新型コロナウイルスの感染拡大を受けて、ドイツのメルケル政権は24日までに雇用対策の拡充などを柱にする追加の経済対策を実施すると決めた。
総額は100億ユーロ(約1.2兆円)を超えるとみられる。

(中略)
柱の一つが、クルツアルバイト(時短勤務)と呼ばれる雇用調整制度の拡充だ。
自宅待機となった労働者の給与の6割を政府が補償する仕組みだが、条件付きで4カ月目からは7割、7カ月目からは8割に補償額を引き上げる。
時短勤務が長期化しても、ローンの支払いなどに支障が出ないようにする。

引用元:ドイツ政府、1兆円超の追加対策 雇用対策など拡充

ドイツが追加の経済対策を実施するようでございます。
クルツアルバイトと呼ばれる雇用調整制度の拡充が行われ、給与の6割の補償から始まり、時短勤務が長引けば長引くほどに補償割合が高まるようです。

ある意味での休業補償がなされているようでして、企業規模は無関係のようでございます。

ドイツを見習って我が国日本も休業補償に踏み切らないと企業業績が一気に悪化して、従業員と株主がどちらも多大な損失を被ることになります。

ドイツは付加価値税の税率引き下げに踏み切る

さらに、感染対策の臨時休業で大きな損害を被っている飲食業界に対しては、7月1日から1年間、VAT(付加価値税)を19%から7%に引き下げる。
現在閉鎖中の学校は段階的に再開される見通しだが、オンライン授業のためパソコンを購入した家庭には政府が最大150ユーロ(約1万7000円)の支援を行う。

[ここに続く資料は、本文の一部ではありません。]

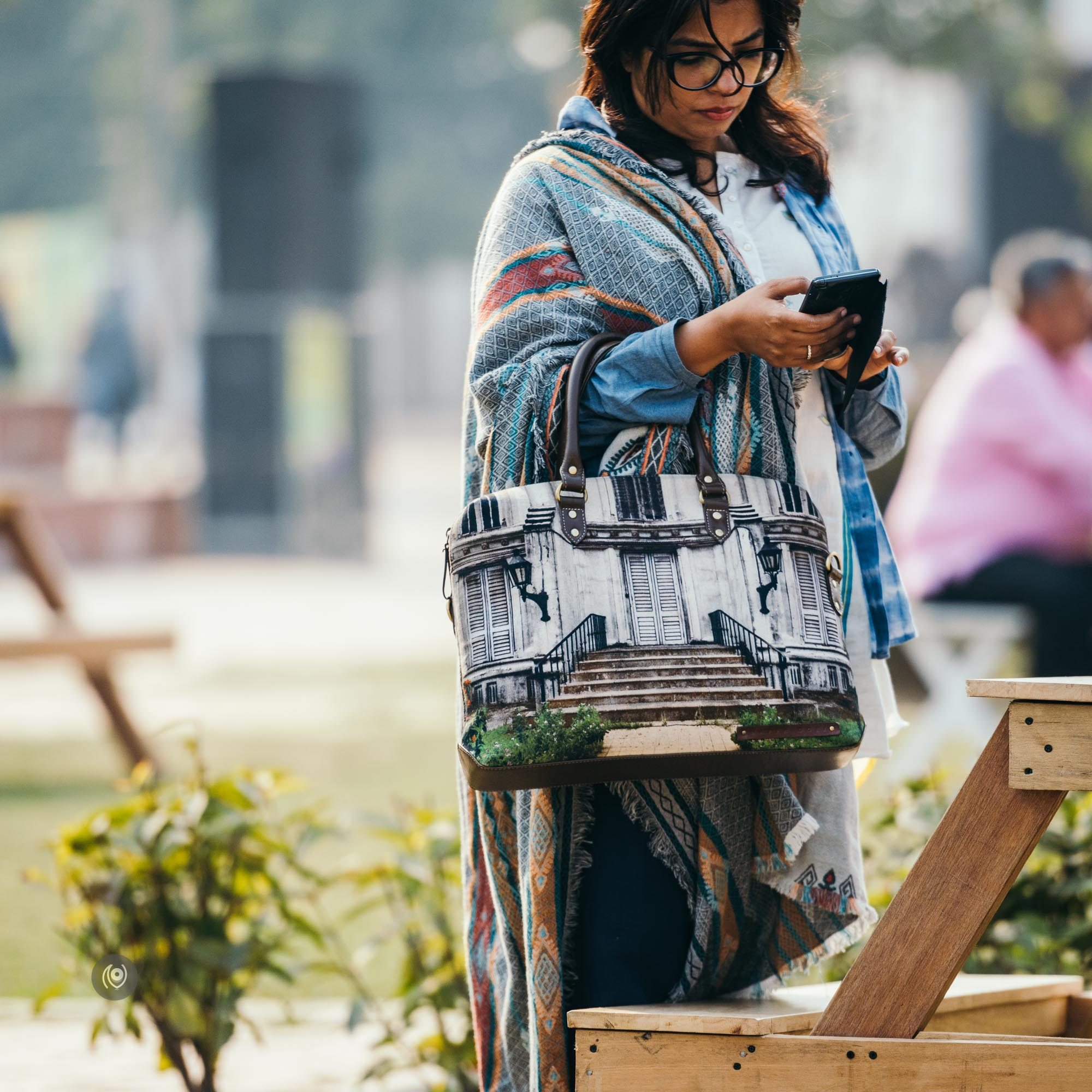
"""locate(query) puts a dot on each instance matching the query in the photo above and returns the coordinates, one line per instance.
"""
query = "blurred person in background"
(994, 504)
(684, 199)
(110, 385)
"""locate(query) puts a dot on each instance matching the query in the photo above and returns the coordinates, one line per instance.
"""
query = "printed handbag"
(656, 626)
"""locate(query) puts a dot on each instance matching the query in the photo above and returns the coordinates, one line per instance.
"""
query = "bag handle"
(572, 493)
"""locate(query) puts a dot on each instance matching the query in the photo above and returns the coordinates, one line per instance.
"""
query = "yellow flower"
(238, 930)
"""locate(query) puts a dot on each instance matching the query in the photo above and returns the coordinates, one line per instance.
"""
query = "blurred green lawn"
(400, 749)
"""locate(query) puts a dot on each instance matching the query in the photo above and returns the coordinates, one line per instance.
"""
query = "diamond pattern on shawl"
(786, 810)
(669, 810)
(542, 836)
(548, 979)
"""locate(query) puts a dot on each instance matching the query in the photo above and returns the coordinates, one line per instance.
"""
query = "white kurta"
(773, 246)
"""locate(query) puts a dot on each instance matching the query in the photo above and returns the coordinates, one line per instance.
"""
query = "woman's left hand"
(886, 354)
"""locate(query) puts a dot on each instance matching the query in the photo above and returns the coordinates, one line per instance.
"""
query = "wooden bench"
(37, 556)
(903, 1022)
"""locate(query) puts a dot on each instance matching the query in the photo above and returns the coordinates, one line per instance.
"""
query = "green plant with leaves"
(850, 731)
(426, 1026)
(1044, 925)
(547, 739)
(203, 884)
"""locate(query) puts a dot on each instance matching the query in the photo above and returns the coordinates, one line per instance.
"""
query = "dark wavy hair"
(778, 130)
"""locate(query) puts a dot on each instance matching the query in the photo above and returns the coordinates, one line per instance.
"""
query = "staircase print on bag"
(628, 628)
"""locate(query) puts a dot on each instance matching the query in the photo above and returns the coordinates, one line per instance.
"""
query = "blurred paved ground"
(52, 1053)
(259, 622)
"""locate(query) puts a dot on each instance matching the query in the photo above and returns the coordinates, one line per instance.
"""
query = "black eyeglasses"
(698, 72)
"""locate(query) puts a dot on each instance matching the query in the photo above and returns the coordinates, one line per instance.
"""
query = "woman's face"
(701, 117)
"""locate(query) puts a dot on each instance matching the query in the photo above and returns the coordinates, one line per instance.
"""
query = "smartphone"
(861, 293)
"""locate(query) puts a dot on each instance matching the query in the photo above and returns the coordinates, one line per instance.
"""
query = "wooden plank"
(799, 1008)
(983, 1037)
(945, 905)
(1050, 745)
(133, 743)
(625, 1062)
(1079, 1017)
(1046, 1017)
(1077, 689)
(84, 647)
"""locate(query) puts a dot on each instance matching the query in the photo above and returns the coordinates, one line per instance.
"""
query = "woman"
(683, 199)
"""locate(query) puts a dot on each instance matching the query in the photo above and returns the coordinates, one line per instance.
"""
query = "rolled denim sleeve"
(642, 382)
(875, 419)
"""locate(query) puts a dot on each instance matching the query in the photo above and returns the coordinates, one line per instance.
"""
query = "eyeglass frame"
(732, 63)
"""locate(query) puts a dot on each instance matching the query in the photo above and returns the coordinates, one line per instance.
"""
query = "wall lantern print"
(519, 572)
(769, 557)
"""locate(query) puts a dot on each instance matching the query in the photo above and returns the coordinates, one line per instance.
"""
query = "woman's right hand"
(758, 323)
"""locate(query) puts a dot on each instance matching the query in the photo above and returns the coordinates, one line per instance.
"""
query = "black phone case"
(869, 300)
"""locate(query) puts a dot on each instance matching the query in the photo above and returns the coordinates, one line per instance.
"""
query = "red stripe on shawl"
(543, 272)
(663, 457)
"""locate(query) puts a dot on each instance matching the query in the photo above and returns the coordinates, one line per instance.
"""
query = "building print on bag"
(647, 577)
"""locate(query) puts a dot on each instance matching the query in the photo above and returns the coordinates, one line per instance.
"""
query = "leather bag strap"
(572, 493)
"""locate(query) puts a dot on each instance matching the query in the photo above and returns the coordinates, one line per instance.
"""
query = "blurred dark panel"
(243, 385)
(1031, 185)
(286, 174)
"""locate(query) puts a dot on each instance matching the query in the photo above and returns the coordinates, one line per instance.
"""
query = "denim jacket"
(643, 381)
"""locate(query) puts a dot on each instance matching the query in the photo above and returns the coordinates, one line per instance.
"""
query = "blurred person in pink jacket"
(994, 504)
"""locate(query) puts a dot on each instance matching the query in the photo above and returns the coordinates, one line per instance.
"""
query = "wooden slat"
(945, 905)
(622, 1062)
(1076, 689)
(1046, 1017)
(82, 646)
(982, 1037)
(1079, 1017)
(799, 1008)
(1050, 745)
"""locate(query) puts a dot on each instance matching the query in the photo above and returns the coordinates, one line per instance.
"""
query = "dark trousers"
(634, 927)
(1059, 595)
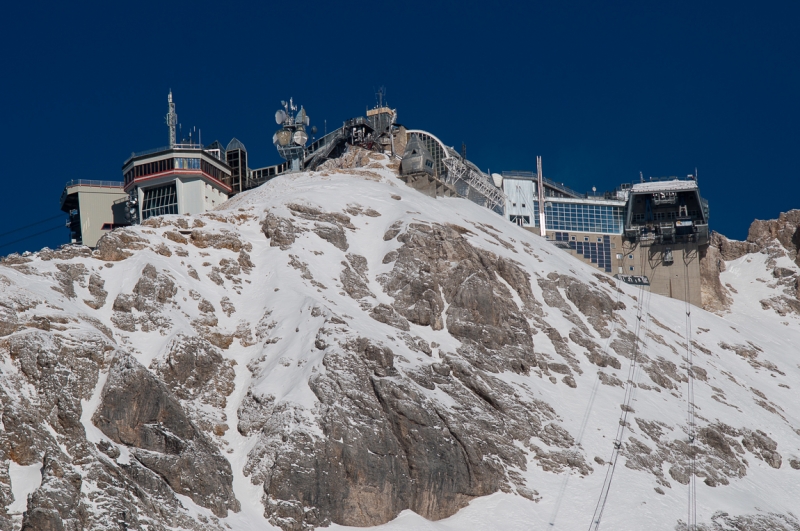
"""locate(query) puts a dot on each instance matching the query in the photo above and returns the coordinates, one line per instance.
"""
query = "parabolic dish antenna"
(300, 137)
(284, 136)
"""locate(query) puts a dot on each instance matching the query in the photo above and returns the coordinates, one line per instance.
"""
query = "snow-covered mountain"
(336, 349)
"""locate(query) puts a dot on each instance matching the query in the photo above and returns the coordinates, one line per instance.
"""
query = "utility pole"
(172, 120)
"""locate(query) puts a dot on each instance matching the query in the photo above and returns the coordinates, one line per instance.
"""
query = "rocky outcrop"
(785, 230)
(150, 293)
(773, 238)
(714, 296)
(138, 411)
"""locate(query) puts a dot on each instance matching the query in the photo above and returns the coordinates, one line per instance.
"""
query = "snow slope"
(749, 356)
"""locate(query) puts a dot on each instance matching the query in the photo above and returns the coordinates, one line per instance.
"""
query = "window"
(578, 217)
(160, 201)
(187, 164)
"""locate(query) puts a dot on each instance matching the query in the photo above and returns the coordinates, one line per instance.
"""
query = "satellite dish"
(284, 136)
(300, 138)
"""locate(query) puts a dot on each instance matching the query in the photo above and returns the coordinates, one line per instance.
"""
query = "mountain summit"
(336, 349)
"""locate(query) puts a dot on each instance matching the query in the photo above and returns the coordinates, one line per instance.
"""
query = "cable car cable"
(30, 236)
(31, 225)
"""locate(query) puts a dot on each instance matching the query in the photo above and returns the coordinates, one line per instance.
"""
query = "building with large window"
(654, 230)
(181, 179)
(95, 208)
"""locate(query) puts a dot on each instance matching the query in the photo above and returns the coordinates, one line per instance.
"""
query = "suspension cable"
(12, 231)
(30, 236)
(642, 317)
(587, 413)
(691, 516)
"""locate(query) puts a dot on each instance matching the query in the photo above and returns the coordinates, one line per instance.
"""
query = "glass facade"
(160, 201)
(597, 252)
(177, 163)
(583, 217)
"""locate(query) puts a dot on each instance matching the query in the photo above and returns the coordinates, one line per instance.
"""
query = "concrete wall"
(670, 279)
(95, 205)
(191, 195)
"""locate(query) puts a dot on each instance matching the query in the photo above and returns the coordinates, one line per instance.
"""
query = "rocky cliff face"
(334, 349)
(778, 241)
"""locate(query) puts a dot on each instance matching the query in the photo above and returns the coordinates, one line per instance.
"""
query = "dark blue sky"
(602, 90)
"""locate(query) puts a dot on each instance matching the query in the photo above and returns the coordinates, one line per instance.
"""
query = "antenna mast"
(172, 120)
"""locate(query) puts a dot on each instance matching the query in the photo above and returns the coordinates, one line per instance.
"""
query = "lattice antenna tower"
(380, 95)
(171, 119)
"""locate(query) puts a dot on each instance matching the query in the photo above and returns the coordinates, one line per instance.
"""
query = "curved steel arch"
(439, 151)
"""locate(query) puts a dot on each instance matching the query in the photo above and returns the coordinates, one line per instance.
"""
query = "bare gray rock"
(137, 410)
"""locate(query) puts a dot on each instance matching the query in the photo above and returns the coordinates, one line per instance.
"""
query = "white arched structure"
(438, 150)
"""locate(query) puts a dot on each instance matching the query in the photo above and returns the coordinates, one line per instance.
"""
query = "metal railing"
(164, 148)
(87, 182)
(561, 187)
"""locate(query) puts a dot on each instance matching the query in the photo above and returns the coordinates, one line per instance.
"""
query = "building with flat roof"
(95, 208)
(652, 231)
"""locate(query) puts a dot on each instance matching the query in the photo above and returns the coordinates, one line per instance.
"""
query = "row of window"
(580, 217)
(179, 163)
(160, 201)
(663, 216)
(213, 171)
(149, 168)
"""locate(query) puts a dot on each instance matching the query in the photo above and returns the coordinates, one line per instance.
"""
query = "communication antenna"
(380, 95)
(171, 119)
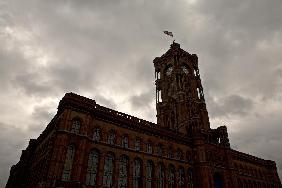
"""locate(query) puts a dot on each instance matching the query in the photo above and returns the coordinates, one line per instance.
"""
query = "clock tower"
(180, 101)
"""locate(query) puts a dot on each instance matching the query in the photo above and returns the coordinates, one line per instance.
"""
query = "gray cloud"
(105, 49)
(230, 106)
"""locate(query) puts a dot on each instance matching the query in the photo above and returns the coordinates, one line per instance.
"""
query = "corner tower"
(180, 101)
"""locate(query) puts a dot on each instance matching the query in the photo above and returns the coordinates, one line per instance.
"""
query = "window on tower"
(184, 69)
(169, 70)
(75, 126)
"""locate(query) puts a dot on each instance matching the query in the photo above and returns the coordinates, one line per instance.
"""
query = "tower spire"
(180, 99)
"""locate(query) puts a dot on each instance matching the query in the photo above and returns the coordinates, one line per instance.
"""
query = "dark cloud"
(230, 106)
(104, 50)
(12, 141)
(142, 101)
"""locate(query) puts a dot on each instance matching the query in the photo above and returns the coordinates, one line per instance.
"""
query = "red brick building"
(88, 145)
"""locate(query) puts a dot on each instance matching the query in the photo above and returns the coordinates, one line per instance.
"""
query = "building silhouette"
(88, 145)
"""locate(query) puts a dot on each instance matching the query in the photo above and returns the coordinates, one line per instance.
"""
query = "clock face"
(168, 71)
(184, 69)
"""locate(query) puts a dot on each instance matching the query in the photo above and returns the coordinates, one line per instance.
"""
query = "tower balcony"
(158, 84)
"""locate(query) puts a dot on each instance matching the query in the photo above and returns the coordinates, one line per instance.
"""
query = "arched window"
(149, 173)
(149, 147)
(179, 154)
(217, 180)
(68, 163)
(171, 176)
(190, 178)
(160, 150)
(92, 168)
(170, 152)
(108, 171)
(137, 173)
(75, 126)
(137, 144)
(181, 179)
(97, 135)
(124, 141)
(161, 176)
(123, 172)
(185, 69)
(111, 137)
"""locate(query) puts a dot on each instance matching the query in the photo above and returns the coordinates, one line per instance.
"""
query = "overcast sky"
(104, 50)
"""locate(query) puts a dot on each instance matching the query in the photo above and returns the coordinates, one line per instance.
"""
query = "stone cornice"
(86, 105)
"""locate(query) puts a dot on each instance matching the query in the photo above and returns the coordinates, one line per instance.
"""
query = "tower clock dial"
(168, 71)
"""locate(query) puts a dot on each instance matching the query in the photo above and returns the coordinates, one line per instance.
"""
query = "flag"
(168, 33)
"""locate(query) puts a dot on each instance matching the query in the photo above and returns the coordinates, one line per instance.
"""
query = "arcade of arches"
(87, 145)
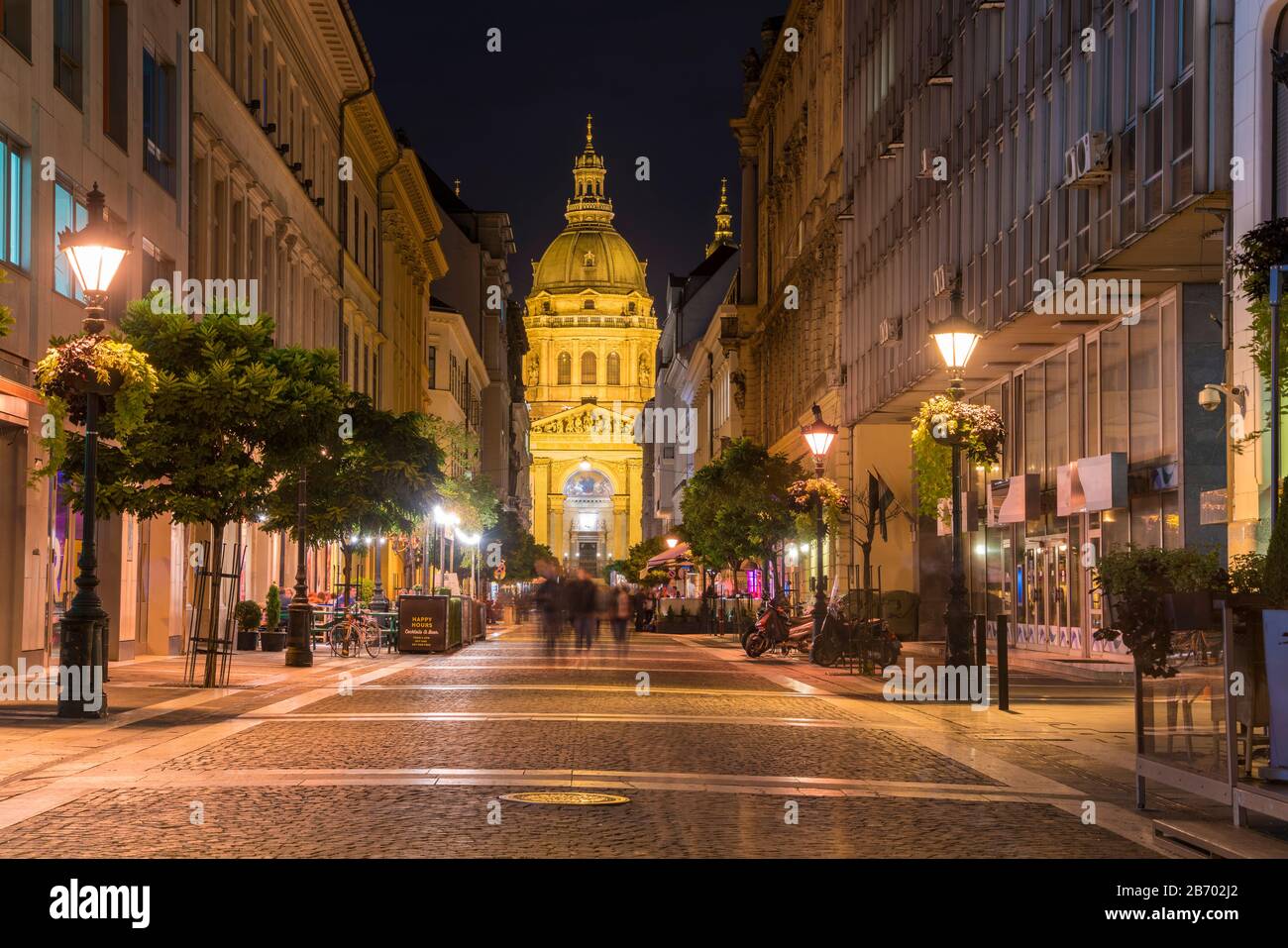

引用元:ドイツ、1兆円超のコロナ追加対策を発表 労働者や飲食業界への支援拡充

ドイツは新型コロナウイルスの影響で臨時休業している飲食業界に対しては、消費税に該当する付加価値税を19%から7%に引き下げることになりました。

ドイツのような共通通貨を保有している国家ですら、付加価値税(消費税)の税率引き下げに踏み切ったのに、我が国日本のような自国通貨を保有している国家ではそれすらできないらしいです。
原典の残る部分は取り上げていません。